Ele se levantou, deixou sobre a madeira úmida do balcão uma quantia que considerou suficiente e, cambaleando levemente, olhou para o relógio. “Tenho de ir. Eu te ligo outro dia”, prometeu antes de começar a andar para a saída, sem se despedir.
Permaneceu sentada, olhando para a costas do velho amigo que se afastava. “Ei!”, gritou e todos os presentes se voltaram para ela. “Vá se foder!”, berrou o mais alto que pôde.
“Bem fundo!”, respondeu. O homem sorriu e acenou de volta antes de sair pela porta e desaparecer para sempre.

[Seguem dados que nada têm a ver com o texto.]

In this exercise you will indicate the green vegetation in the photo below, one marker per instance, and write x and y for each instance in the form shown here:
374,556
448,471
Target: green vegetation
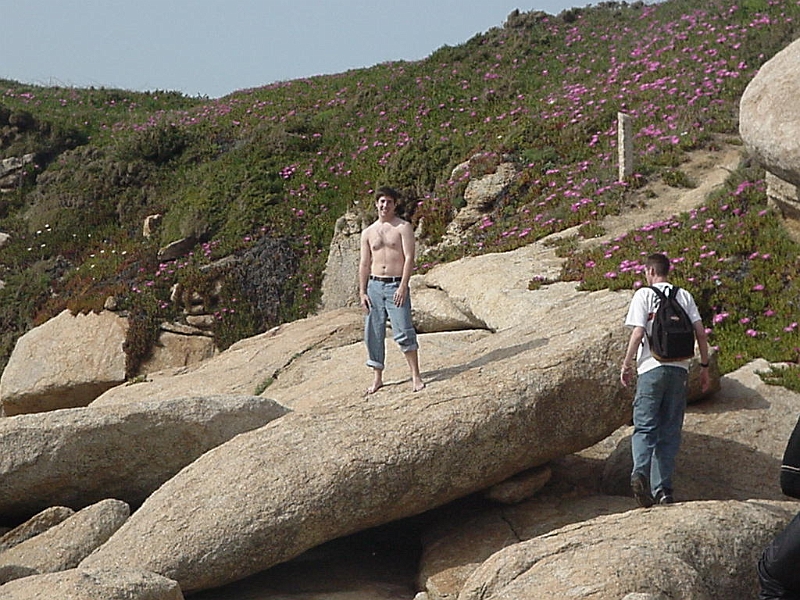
262,174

quinta-feira, 3 de janeiro de 2013

(isso não é literatura)

Merda que sou, ignorei quando o relógio me avisou que era meia noite da quarta - feira. "Faço a revisão final do texto amanhã". Dormi mal, acordei cedo, almocei, não me recordo o que fiz depois, dormi, acordei as dez horas da noite com a boca seca e se faminto "Coloque o texto amanhã cedo, um pequeno atraso não fará diferença". E fui assistir o primeiro filme do ano, um clássico, Quanto Mais Quente Melhor, com minha pequena.

O texto pronto, composto e recomposto em meados de dezembro não foi postado pelo pecado capital da preguiça. De um escritor errôneo que, mesmo desejando ter um método - escrever todos os dias como o Ieiri - deixa a mesa pronta mas não aparece para o banquete.

Sou um idiota. Deixo esta nota como declaração de culpa, não falta de ficções. Na descrença de que, indo por esse caminho, vou terminar morto de fome vendendo restos de poemas no metrô da linha azul.